L’enlèvement brutal de Tamara Shipley par, aux dires des témoins, contradictoires comme toujours, « deux Noirs dans une voiture marron » ou « deux Blancs dans une voiture violette », ouvre la porte toute grande aux spectres du passé qui, fidèles à eux-mêmes, n’attendaient évidemment qu’une telle opportunité pour s’en venir accabler Bank et tous ceux qui, avec lui, ont partagé les affres de l’incompréhensible disparition de Jamie.
Cependant, dans le drame de la famille Shipley, il semble très vite que se trouvent impliqués des gangs d’adolescents. Tandis que, au fur et à mesure qu’il ressasse ses souvenirs, Mack se désespère de trouver la solution à celui qui a mis fin à toute une partie de la vie de son ami.
Pourtant, peu à peu, des fils surgissent, des pistes s’entrecroisent …
Et la Vérité se fait jour : aussi effarante qu’incroyable.

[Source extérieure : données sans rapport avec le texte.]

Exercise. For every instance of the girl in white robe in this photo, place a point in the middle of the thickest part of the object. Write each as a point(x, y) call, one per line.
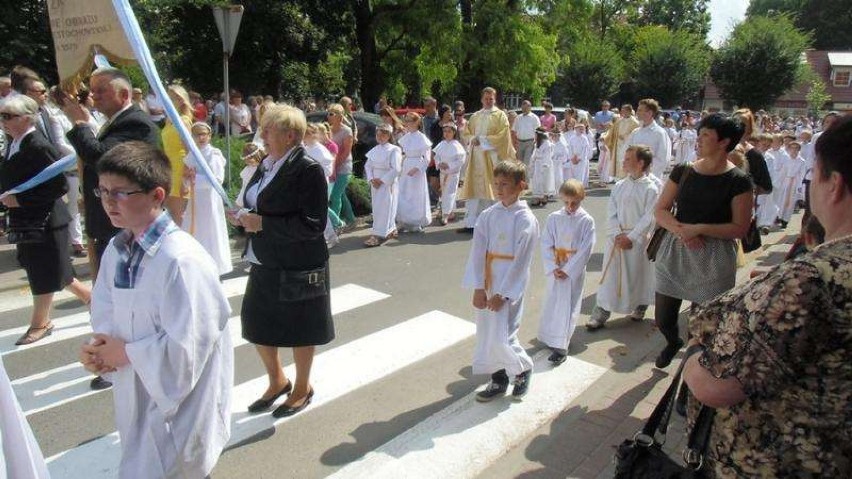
point(382, 169)
point(543, 181)
point(628, 282)
point(321, 154)
point(414, 211)
point(501, 252)
point(566, 245)
point(449, 159)
point(206, 209)
point(560, 156)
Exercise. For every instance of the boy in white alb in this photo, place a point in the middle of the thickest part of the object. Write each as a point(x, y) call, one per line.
point(791, 173)
point(160, 319)
point(541, 163)
point(384, 163)
point(414, 211)
point(579, 152)
point(628, 282)
point(206, 209)
point(566, 245)
point(449, 159)
point(498, 270)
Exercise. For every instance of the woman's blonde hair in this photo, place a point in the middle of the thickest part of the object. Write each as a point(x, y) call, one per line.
point(283, 118)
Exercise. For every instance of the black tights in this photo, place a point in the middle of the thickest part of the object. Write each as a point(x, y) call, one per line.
point(666, 313)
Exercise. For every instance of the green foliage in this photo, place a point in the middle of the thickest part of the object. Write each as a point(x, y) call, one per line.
point(358, 192)
point(827, 20)
point(669, 66)
point(594, 74)
point(759, 61)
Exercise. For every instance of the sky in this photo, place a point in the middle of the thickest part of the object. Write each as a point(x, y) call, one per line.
point(723, 15)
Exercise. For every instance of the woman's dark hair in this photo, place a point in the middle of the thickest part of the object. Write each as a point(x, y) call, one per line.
point(726, 128)
point(139, 163)
point(834, 150)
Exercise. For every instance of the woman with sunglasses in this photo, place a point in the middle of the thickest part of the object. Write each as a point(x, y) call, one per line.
point(38, 218)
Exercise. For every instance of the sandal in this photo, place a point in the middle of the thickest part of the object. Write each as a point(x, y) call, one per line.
point(372, 242)
point(35, 334)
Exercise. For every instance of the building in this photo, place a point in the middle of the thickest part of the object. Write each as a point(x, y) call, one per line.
point(833, 67)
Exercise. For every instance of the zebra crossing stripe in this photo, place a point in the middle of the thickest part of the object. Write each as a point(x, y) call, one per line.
point(337, 372)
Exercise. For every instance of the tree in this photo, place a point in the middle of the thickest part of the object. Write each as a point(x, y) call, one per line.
point(827, 20)
point(669, 66)
point(759, 61)
point(594, 74)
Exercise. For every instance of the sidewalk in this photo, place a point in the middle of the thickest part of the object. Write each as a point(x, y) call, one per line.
point(581, 441)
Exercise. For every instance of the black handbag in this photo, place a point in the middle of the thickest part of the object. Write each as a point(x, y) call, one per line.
point(303, 285)
point(642, 457)
point(659, 232)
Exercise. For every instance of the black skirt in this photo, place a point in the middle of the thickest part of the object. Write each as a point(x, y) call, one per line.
point(48, 265)
point(268, 321)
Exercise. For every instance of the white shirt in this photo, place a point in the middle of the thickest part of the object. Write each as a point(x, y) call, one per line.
point(525, 125)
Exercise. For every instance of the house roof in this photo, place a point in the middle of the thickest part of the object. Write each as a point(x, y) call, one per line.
point(840, 59)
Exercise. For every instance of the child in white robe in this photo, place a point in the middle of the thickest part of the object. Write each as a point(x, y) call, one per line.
point(627, 285)
point(579, 152)
point(543, 181)
point(321, 154)
point(560, 155)
point(566, 245)
point(792, 173)
point(206, 209)
point(414, 211)
point(382, 169)
point(160, 319)
point(449, 159)
point(498, 271)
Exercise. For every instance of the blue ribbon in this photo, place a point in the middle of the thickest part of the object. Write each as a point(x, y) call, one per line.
point(55, 169)
point(143, 56)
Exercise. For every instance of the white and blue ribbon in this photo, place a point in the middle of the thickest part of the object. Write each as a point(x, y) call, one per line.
point(146, 61)
point(55, 169)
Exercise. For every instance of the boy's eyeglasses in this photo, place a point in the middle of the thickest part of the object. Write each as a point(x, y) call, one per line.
point(104, 194)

Ames sensibles qui me lisez, vous pouvez aborder ce roman de Craig Holden sans craindre les horreurs sanglantes qu’assène un Ellroy ou les frissons infernaux savamment distillés par Thomas Harris. Pourtant, si l’on doit établir une quelconque comparaison, c’est bien de la manière de Harris – ou de Dennis Lehane, spécialement dans son « Ténèbres prenez-moi la main » - qu’il faut rapprocher « Les Quatre Coins de la Nuit, » ouvrage superbe et sobre, cynique et ambigu, et malgré tout miséricordieux envers un monde d’où le manichéisme et sa rassurante simplicité sont fermement exclus. C’est aussi un « roman noir » unique en son genre, sur une humanité navrante et navrée qui n’est pas sans rappeler celle qui s’agite dans le « Chinatown » de Roman Polanski.